The situation gets even more confusing if you come back to the same rain forest two years later with a net twice the size.

The paper has a figure plotting the increase in lexicon size over time. My first thought when I saw it was that it must be the case that the overall size of the corpus at each time point must also be going up. Coming back to the entomologist in the rain forest, the number of species in his net is merely a sample of how many species there are in forest. In the same exact way, the number of words in a lexicon can only be estimated by the words which people happened to write down. As you increase the size of the net, you're going to find more species which were already in the forest, but not in your net. As you increase the size of your corpus, you're going to find more words which were already in the lexicon, but not in the corpus.

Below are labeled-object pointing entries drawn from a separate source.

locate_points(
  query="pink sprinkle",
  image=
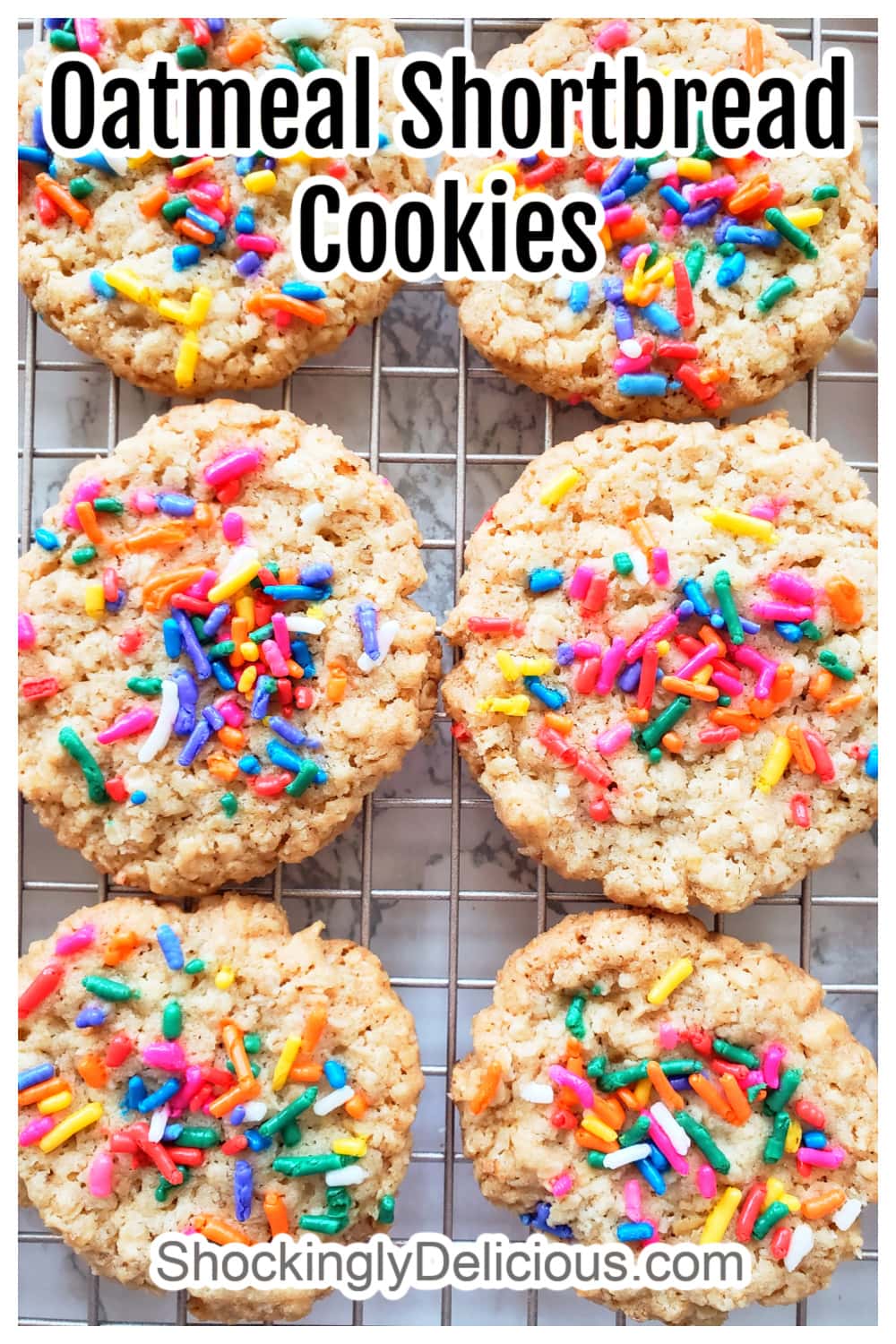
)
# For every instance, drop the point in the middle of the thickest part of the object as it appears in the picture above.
(231, 465)
(233, 526)
(99, 1175)
(27, 633)
(614, 34)
(128, 726)
(613, 738)
(565, 1078)
(579, 582)
(70, 943)
(35, 1129)
(707, 1182)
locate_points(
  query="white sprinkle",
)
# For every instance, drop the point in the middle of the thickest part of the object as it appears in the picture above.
(164, 723)
(304, 624)
(324, 1105)
(847, 1214)
(540, 1094)
(670, 1126)
(384, 637)
(347, 1176)
(625, 1156)
(801, 1244)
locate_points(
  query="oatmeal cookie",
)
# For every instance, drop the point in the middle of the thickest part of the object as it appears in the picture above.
(641, 1080)
(726, 280)
(179, 274)
(669, 660)
(220, 652)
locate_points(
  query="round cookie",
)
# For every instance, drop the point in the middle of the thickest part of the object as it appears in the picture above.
(563, 1066)
(747, 314)
(158, 1023)
(220, 653)
(643, 546)
(182, 279)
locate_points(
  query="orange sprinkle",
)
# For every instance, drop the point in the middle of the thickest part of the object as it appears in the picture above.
(59, 196)
(487, 1090)
(276, 1212)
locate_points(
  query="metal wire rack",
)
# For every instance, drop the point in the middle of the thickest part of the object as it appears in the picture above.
(443, 1000)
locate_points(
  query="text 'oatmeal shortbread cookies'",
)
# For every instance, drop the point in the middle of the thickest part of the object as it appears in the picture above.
(726, 280)
(669, 660)
(638, 1080)
(179, 273)
(210, 1073)
(220, 656)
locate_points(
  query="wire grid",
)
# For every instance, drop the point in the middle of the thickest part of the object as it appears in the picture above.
(462, 31)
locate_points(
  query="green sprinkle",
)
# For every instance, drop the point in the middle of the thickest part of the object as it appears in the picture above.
(778, 1098)
(70, 742)
(386, 1211)
(573, 1019)
(276, 1123)
(172, 1021)
(767, 1220)
(735, 1054)
(798, 237)
(721, 586)
(775, 1142)
(704, 1142)
(113, 991)
(145, 685)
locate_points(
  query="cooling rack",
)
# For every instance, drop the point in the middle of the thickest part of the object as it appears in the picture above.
(426, 876)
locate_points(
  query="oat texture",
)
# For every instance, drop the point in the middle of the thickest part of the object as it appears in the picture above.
(308, 503)
(536, 335)
(281, 983)
(238, 347)
(691, 823)
(743, 994)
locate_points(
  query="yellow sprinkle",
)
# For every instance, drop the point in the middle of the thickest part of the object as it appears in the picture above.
(740, 524)
(774, 765)
(94, 599)
(597, 1126)
(285, 1062)
(677, 972)
(349, 1147)
(261, 182)
(560, 486)
(513, 704)
(56, 1102)
(187, 360)
(806, 218)
(70, 1126)
(716, 1225)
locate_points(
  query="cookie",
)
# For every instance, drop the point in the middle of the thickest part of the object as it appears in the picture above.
(669, 660)
(726, 279)
(220, 652)
(641, 1080)
(207, 1070)
(179, 274)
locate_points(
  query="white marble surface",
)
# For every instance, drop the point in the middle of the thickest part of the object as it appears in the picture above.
(411, 843)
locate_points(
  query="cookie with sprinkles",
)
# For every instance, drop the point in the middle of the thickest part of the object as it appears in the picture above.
(638, 1080)
(220, 650)
(669, 672)
(210, 1072)
(179, 273)
(726, 280)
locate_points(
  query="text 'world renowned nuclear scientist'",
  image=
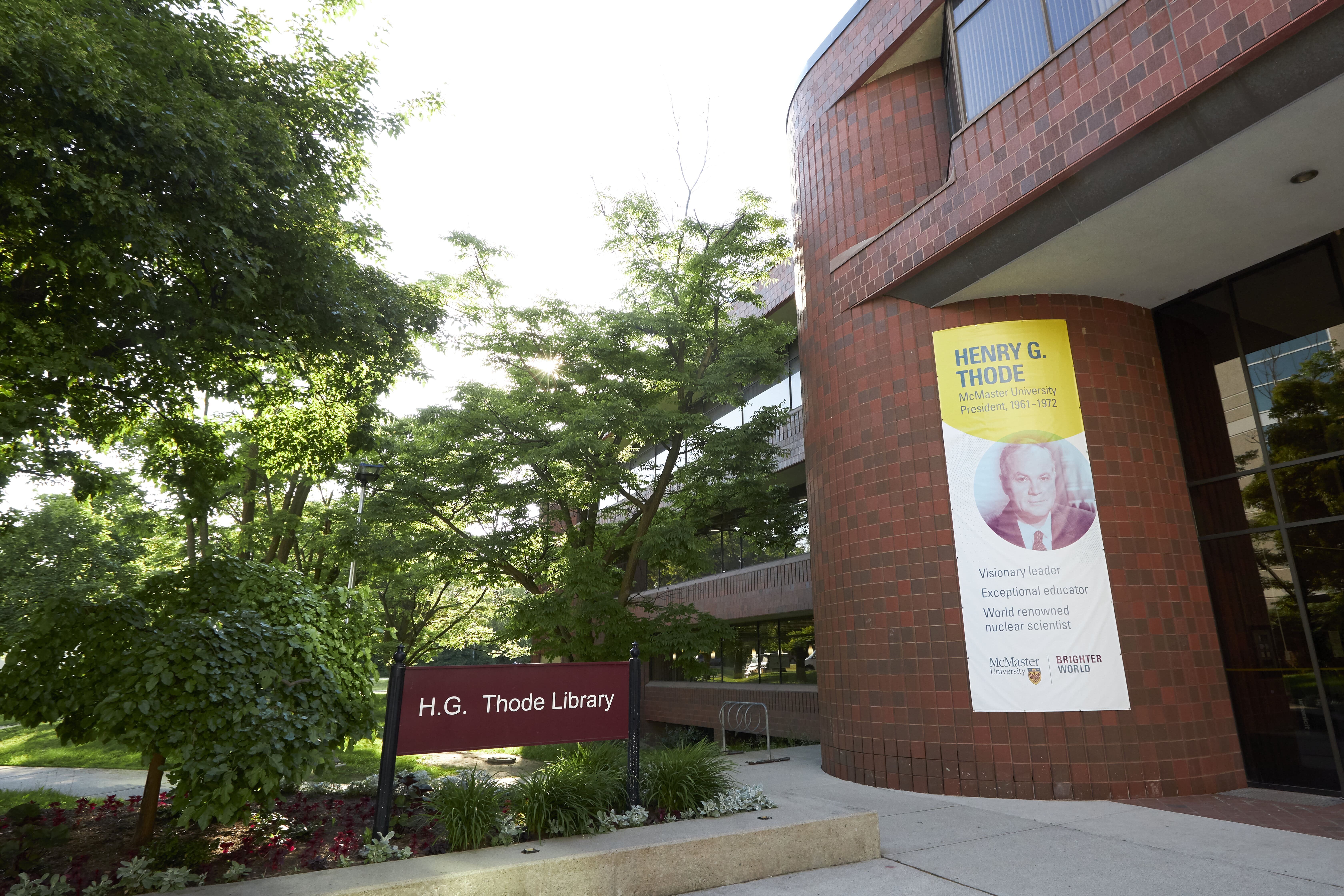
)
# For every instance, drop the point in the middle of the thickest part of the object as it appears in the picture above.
(1037, 516)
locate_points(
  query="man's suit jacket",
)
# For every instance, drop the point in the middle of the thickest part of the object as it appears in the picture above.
(1068, 524)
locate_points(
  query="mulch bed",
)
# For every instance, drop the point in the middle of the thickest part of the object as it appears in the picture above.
(296, 835)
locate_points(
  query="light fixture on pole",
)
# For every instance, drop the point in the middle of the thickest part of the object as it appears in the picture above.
(366, 475)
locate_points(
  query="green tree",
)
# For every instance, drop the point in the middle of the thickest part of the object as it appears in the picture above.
(171, 225)
(233, 676)
(72, 549)
(537, 484)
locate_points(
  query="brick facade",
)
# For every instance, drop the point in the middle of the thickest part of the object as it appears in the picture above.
(894, 690)
(855, 150)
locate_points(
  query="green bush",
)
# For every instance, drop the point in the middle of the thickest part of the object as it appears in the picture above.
(178, 852)
(681, 778)
(241, 675)
(468, 808)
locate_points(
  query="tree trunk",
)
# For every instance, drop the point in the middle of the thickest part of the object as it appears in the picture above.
(249, 504)
(150, 803)
(284, 508)
(296, 511)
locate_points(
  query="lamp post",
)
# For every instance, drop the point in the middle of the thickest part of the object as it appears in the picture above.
(366, 475)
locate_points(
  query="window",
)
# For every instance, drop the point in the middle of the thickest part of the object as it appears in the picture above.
(1001, 42)
(1256, 385)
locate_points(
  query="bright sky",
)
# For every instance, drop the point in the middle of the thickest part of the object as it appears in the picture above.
(545, 104)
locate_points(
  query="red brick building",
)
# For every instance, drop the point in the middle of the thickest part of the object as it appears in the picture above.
(1167, 178)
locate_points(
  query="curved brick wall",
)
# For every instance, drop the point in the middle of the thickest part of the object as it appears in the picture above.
(894, 696)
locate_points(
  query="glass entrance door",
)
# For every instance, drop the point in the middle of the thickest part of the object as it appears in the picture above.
(1257, 385)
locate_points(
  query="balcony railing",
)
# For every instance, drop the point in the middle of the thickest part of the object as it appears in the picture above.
(791, 430)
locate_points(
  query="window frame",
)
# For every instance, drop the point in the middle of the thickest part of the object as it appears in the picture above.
(958, 92)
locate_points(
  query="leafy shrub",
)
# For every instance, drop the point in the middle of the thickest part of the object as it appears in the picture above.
(468, 808)
(751, 799)
(241, 674)
(178, 852)
(681, 778)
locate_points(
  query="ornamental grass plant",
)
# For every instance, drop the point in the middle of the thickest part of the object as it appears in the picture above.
(678, 780)
(468, 808)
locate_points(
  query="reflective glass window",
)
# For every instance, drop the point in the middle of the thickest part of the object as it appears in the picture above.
(998, 46)
(1257, 387)
(1068, 18)
(1269, 672)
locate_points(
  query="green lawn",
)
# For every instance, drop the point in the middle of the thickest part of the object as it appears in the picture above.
(41, 747)
(44, 799)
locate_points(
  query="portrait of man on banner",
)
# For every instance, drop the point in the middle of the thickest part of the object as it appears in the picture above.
(1037, 495)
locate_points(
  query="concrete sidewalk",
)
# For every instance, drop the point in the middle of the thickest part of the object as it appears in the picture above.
(962, 846)
(77, 782)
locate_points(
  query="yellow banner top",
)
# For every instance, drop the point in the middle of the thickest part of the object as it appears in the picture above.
(1009, 382)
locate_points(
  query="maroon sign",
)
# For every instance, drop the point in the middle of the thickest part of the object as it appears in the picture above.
(544, 703)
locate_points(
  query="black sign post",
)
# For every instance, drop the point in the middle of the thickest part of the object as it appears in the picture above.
(632, 742)
(392, 726)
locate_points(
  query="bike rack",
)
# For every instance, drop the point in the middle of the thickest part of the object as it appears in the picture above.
(744, 718)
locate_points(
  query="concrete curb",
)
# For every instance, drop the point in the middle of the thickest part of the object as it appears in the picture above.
(662, 860)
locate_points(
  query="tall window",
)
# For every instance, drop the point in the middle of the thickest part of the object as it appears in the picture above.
(1257, 386)
(1001, 42)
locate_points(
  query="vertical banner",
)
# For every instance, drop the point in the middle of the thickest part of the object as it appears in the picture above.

Now, you need to add to this that at any given point in time, the true maximum number of possible words you could potentially observe in any given language is ∞. Yes, in fact, the whole reason language is interesting to study is because given a finite set of mental objects, and a finite set of operations to combine them, you can come up with an infinite set of stings, and that goes for words too, not just sentences. In 1951, "iPod" was a possible word of English, it just wasn't used, or at least not for the same purpose it is now.

Regarding the question of whether the "active" (as I'll call it) lexicons of languages have grown over the past 200 years, well, indeed, the overall number of printed words has also increased. Almost all of their results seem to have more to do with the technological development of publishing than it does with any other linguistic or cultural development. It is as if the entomologist said that over the past decade, the biodiversity in his rainforest has exploded, when really what's going on is his nets have been getting progressively larger.

Now, it might be the case that the active lexicon has grown more than would be expected given the increase in the size of the corpus year over year, but as far as I can tell, the authors did not try to estimate whether this was the case.

What about this cooling down?

The "cooling" effect referred to by the paper is the suggestion that as a language "grows" (which as I just said is dubious), the frequency with which particular words are used becomes more stable. Some words are more frequent than others, but words are less likely to move up and down in frequency over time/as the lexicon grows. Back to entomology, the suggestion is that as more species cram into a rainforest, each species is less likely to become more or less populous.

Again, though, the frequency, even relatively frequency, of a word in a corpus is merely an estimate of its true frequency. As the size of the corpus increases, so should the reliability of its frequency estimates, and we would predict decreasing volatility of those frequency estimates. The authors check for this, and find exactly this relationship between corpus size and frequency volatility, but I can't tell whether there was excess "cooling" left over. I wish they had said, "there was x proportion of cooling left unaccounted for by simply accounting for the size of the corpus," but I think this is perhaps another symptom of the assumption that the corpus=the lexicon=the language that I complained about before.

The Allure of Big Data

The reporter who wrote the Inside Science article did what it appears that the editors of Scientific Reports did not, asked a linguist to comment on the paper. Bill Kretzschmar was "underwhelmed," saying that most of these results are not new to linguists. I would take this as a word of warning about the allure of big data. The results discussed in this paper are not, by and large, new, but rather have never been done with data of this scale. But unfortunately, a fact which is already known does not get more interesting when it is reestablished with data 100 or 1000 times larger than before.